The wobble the bait has is very aggressive when retrieved quickly, yet very subtle when retrieved slowly or on a jig return. Similar to a rattletrap in terms of how the wobble is produced. 

The two most productive ways to fish them is to cast them a mile, let them sink until they hit bottom and then begin jigging them back to you.... or dropping them straight below the boat, lower to depth...then burn them back up to you. 

In my honest opinion, there's not a better bait for the Ohio river or impoundments where shad are plentiful. They are outstanding baits for hybrids, white bass, smallies, drum & striped bass. 




Something to consider, the big version weighs 1 1/2 oz. That's a hefty bait so make sure you have the right rod (a 7-9' medium action is perfect) 

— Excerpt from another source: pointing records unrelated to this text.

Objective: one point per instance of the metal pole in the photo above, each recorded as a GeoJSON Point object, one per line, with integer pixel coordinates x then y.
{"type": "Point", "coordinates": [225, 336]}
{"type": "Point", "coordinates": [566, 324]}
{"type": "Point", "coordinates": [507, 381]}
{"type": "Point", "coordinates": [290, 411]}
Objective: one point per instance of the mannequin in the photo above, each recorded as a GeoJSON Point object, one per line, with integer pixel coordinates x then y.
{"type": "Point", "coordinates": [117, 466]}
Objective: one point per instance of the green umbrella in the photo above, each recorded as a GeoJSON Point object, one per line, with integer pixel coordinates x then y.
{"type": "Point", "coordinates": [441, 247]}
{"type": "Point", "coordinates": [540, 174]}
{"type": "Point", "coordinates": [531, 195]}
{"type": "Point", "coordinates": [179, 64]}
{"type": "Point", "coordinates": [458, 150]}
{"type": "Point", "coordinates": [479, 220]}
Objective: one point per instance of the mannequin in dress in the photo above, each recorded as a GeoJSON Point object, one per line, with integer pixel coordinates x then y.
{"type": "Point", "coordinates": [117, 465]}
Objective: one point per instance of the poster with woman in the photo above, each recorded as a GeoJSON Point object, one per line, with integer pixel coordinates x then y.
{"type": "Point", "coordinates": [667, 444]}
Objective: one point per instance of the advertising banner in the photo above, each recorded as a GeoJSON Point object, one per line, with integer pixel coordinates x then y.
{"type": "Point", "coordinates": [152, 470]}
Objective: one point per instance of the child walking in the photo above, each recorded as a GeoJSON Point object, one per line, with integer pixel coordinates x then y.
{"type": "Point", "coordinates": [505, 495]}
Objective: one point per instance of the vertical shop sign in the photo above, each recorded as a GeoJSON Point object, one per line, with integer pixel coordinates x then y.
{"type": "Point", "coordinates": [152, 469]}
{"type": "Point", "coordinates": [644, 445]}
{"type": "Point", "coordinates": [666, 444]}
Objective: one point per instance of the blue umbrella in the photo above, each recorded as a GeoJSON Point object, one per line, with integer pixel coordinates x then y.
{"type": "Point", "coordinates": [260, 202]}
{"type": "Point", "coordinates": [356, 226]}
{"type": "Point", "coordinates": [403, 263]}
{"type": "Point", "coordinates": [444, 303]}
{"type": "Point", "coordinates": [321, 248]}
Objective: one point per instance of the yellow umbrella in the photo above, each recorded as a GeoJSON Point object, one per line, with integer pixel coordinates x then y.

I'm hitting the Ohio river in about 15 minutes and these are the only thing I'll be throwing.


----------



## bassmastermjb (Apr 8, 2004)

I've been carrying every color of the Gizz 4's in the baitshop the past 5 years.They are as close to a gizzard shad as you can get. I personally fish them for walleye in Lake Erie and catch my share when using them. They are made to last and I have not had 1 fail in 5 years I've been beating them off the rocks while trolling along the breakwalls.They're also one hell of a bait fishing the nite bite in the spring and fall..............Mark

Mark's Live Bait-Tackle And Ammo
7271 ST RT 14 
Ravenna,Ohio 44266
330-296-3474 Shop
330-221-5213 Cell


----------



## JamesT (Jul 22, 2005)

sounds similar to a salmo chubby darter, but looks better.


----------



## fallen513 (Jan 5, 2010)

JamesT said:


> sounds similar to a salmo chubby darter, but looks better.


I had never heard of that bait until you mentioned it. They are definitely very similar.


----------